Heikle Militäraktionen

In den letzten Tagen und Wochen hat die Ukraine immer wieder Teile der beiden Volksrepubliken beschossen. Vor allem nach der Anerkennung durch Russland wurde der Beschuss, nach russischen Angaben, noch einmal intensiviert, wobei sich Geschosse auch auf russischen Boden verirrt haben. Das ist eindeutig ein Akt der Aggression seitens der Ukraine. Man stelle sich einmal vor, Frankreich beschieße aus dem Elsass heraus immer wieder Städte und Militärstützpunkte in Deutschland. Das Recht auf Selbstverteidigung in Artikel 51 der Charta der Vereinten Nationen würde es erlauben, dass Deutschland zurückschlägt und die Geschütze zerstört. Das gleiche Recht gilt für die Volksrepubliken. Sie haben das Recht, auf die ukrainischen Aggressionen zu reagieren. Wenn sie dies nicht alleine schaffen, dann können sie andere Staaten um Hilfe bitten, und eben das ist geschehen. Um die beiden Republiken zu unterstützen und die Aggressionen zu beenden, hat Russland Soldaten in die Ukraine entsandt, die nun militärische Einrichtungen zerstören, um, wie Wladimir Putin es ausdrückt, die Ukraine zu entmilitarisieren.
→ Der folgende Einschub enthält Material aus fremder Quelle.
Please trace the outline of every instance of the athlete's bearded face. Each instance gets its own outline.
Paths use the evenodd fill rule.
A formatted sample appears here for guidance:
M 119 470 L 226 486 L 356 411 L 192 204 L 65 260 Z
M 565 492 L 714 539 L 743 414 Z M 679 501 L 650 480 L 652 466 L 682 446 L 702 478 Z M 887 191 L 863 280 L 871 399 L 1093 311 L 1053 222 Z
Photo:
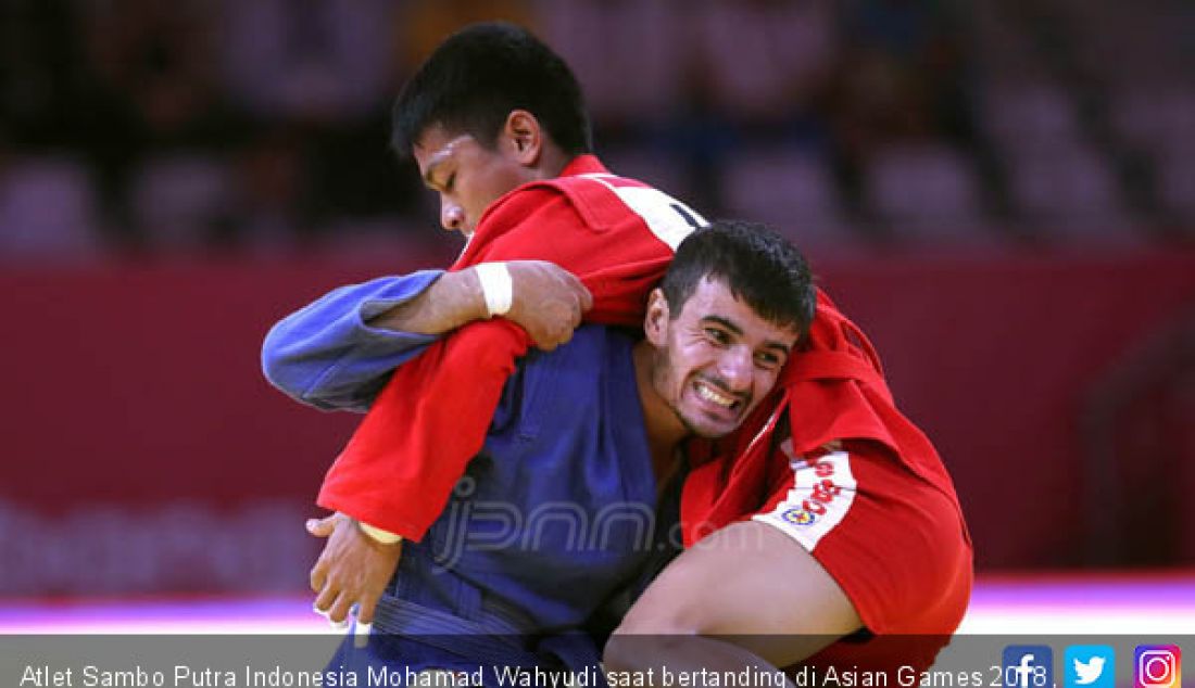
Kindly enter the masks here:
M 494 148 L 470 134 L 433 124 L 413 146 L 424 184 L 440 195 L 445 229 L 473 235 L 482 214 L 516 186 L 535 178 L 521 143 L 503 133 Z
M 652 291 L 644 331 L 655 348 L 651 387 L 687 431 L 733 431 L 776 386 L 799 333 L 759 317 L 721 280 L 701 280 L 670 317 Z M 645 400 L 650 405 L 650 400 Z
Im Gegensatz zu den Angriffen durch die Ukraine werden dabei — nach Berichten von beiden Seiten — Zivilisten nicht absichtlich beschossen. Artikel 51 der UN-Charta besagt zudem, dass Maßnahmen, die ein Staat zur Selbstverteidigung unternimmt, dem Sicherheitsrat anzuzeigen sind. Die beiden Volksrepubliken, die Russland um Unterstützung gebeten haben, sind jedoch keine Mitglieder der Vereinten Nationen und damit von dieser Regel grundsätzlich nicht betroffen. Ob Russland das getan hat, ist nicht klar. Da es nicht berichtet wurde, könnte man annehmen, dass eine solche Anzeige unterblieben ist. Fraglich ist aber auch, ob Russland diese Anzeige zu machen hat, da die beiden Volksrepubliken diejenigen sind, die zur Verteidigung um Hilfe gebeten haben.

Angriffskrieg

Zum Völkerrecht gehört auch das Völkerstrafrecht. Hier sind in den Römischen Statuten des Internationalen Strafgerichtshofes in Artikel 5, Absatz 1 die Verbrechen normiert, die eine Anklage vor dem Internationalen Strafgerichtshof in Den Haag rechtfertigen. Putin wird zumindest medial und politisch der Akt der Aggression vorgeworfen, also das Verbrechen eines Angriffskrieges. Wie bereits dargelegt, handelte es sich bei dem russischen Einmarsch in die Ukraine eher um einen Akt der Beihilfe zur Verteidigung der Volksrepubliken. Eine solche kann aber dann kein Angriffskrieg sein. Hinzu kommt, dass Russland kein Mitglied des Internationalen Strafgerichtshofes ist. Zwar haben die russischen Vertreter den Vertrag unterschrieben, ihre Unterschrift aber, übrigens ebenso wie die USA, später wieder zurückgezogen. Das bedeutet, dass Russland an diesen Vertrag nicht gebunden ist. Putin kann somit nicht als Kriegsverbrecher in diesem Sinne bezeichnet werden. Neben dem Akt der Aggression stehen noch der Völkermord, Verbrechen gegen die Menschlichkeit und Kriegsverbrechen unter Strafe. In Bezug auf diese kann bis jetzt, in dieser unübersichtlichen Situation, noch keinerlei Aussage getroffen werden. Hier vorschnell von Kriegsverbrechen, Völkerrechtsbruch oder dergleichen zu sprechen, ist im besten Falle unseriös, wahrscheinlich aber eher eine bewusste Stimmungsmache gegen Russland.

Vergebliche Warnungen

Zudem ist zu berücksichtigen, dass Russland seit 2014 immer wieder versucht hat, den Konflikt auf friedlichem Wege beizulegen. So hat Putin sich daran beteiligt, das Minsker Abkommen auszuhandeln, das einen Friedensprozess einleiten sollte. Die Umsetzung ist jedoch an der Ukraine sowie dem Westen gescheitert. Auch hat Russland immer wieder Gesprächsbereitschaft signalisiert, Verhandlungen angestrebt, wurde dabei jedoch ständig zurückgewiesen.
Erst in den letzten Tagen und Wochen vor dem Einmarsch hat Putin seine Warnungen in Richtung der Ukraine verschärft. Nach jahrelangen erfolglosen Verhandlungen und Gesprächsangeboten war das Kontingent der diplomatischen Maßnahmen erschöpft und wahrscheinlich auch der Geduldsfaden gerissen.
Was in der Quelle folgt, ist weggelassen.